That's a good point, yes. Given one gets lots of conflicts, one should 
probably go for async (or single master) replication anyway. (Or see the 
performance degrade below single-node operation, which is imaginable for 
both approaches, IMHO. Finally, only benchmarking will tell.)

[ In single node operation, we have READ COMMITTED vs. SERIALIZABLE, 
which is pessimistic vs. optimistic. Correct me if I'm wrong, but in 
general I thought, optimistic locking (SERIALIZABLE) is prefered and 
leads to better performance. That's why came to think the same holds 
true for replication. Or is READ COMMITTED better if you have lots of 
conflicting transactions? Any numbers on that? ]
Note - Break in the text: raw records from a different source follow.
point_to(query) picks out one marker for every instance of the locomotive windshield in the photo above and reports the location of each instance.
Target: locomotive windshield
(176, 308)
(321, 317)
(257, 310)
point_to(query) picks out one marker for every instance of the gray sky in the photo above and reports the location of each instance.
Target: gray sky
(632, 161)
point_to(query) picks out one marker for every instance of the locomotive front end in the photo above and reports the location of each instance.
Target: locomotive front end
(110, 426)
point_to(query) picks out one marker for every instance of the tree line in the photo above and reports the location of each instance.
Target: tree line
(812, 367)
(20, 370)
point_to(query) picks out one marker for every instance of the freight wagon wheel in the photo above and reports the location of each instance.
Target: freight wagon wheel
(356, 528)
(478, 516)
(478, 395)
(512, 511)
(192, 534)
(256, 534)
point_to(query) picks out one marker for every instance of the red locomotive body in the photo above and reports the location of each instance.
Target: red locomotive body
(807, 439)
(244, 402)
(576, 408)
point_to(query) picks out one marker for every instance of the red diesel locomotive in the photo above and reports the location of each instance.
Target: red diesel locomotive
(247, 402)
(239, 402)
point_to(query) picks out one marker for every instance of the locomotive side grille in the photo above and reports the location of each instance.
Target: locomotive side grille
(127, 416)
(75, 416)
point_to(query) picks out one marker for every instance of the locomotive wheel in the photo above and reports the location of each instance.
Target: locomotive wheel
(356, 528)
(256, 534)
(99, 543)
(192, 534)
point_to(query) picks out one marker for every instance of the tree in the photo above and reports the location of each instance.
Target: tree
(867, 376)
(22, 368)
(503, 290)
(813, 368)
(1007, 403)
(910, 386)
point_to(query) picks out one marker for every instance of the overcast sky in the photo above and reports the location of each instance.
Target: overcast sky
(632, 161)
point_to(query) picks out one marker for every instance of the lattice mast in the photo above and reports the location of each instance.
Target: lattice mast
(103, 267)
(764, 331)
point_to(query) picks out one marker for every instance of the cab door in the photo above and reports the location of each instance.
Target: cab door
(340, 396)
Coming back to thinking about the replicaiton doc... the draft describes 
the different types of replication very well. But no all users will 
immediately see what each type is good for. Therefore we should probably 
also cover some use cases, i.e. what type of replication to use when. 
The most frequently asked use case probably being a hot-backup with 
failover capability -> single-master, async / sync, depending on your 
needs. Another use case could probably describe a multi-master scenario 
and outline pros and cons of that (perhaps gently touching the above issue?)

Another issue that comes to mind: PgCluster2 targets shared-disk 
clusters, a significant difference to shared-nothing clusters. Maybe 
that gives another paragraph under 'categorization'?

Given that additional categorization: should the use cases be added per 
replication solution?

>> A nit-picking detail: I'm unsure about the correct english spelling of
>> single- and multi-master ('single master', 'single-master' or
>> 'singlemaster'), but please make sure to use a consistent spelling.
> That is indeed useful editorial guidance...

Sorry, I must have felt super clever. ;-) Although... as a non native 
english speaker, I would still like to know the preferred spelling.